El viaje fue un infierno. La camioneta se deslizaba en el lodo, los árboles se doblaban amenazadoramente y cada relámpago revelaba un abismo al borde del camino. Pero lo logré. Regresé a la hacienda empapado, temblando, pero con la estúpida pomada en la mano.

El sonido de risas me guio hacia la piscina cubierta.

Allí estaban. Luciana e Iván, en el agua, sus cuerpos entrelazados. La ropa de ella flotaba cerca. Se estaban besando, ajenos a todo.

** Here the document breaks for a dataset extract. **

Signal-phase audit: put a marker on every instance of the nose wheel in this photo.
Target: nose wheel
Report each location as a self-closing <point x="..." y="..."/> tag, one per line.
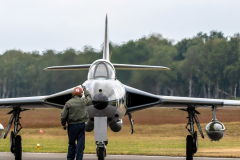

Iván me vio primero. Sonrió, una sonrisa cruel. "¿Ya regresaste, perrito faldero? Tardaste mucho."

Luciana se giró, ni siquiera se molestó en cubrirse. Me miró con desdén, como si yo fuera un mueble más.

"Ah, Máximo. Deja eso en la mesa. Y ya que estás aquí, prepáranos algo de cenar. Estamos hambrientos."

Hizo una pausa, mirando a Iván con una sonrisa cómplice.

"Y Máximo, querido... si Iván quiere, puedes dejarle tu habitación esta noche. Duerme en el cuarto de servicio. Sé un buen anfitrión."

No dije nada. Solo asentí. Fui a la cocina, mis manos temblaban, pero no de frío ni de miedo. Era la vibración de una jaula a punto de romperse. Mientras cortaba las verduras, la sonrisa en mi rostro regresó.

Pronto. Muy pronto, todo esto terminaría.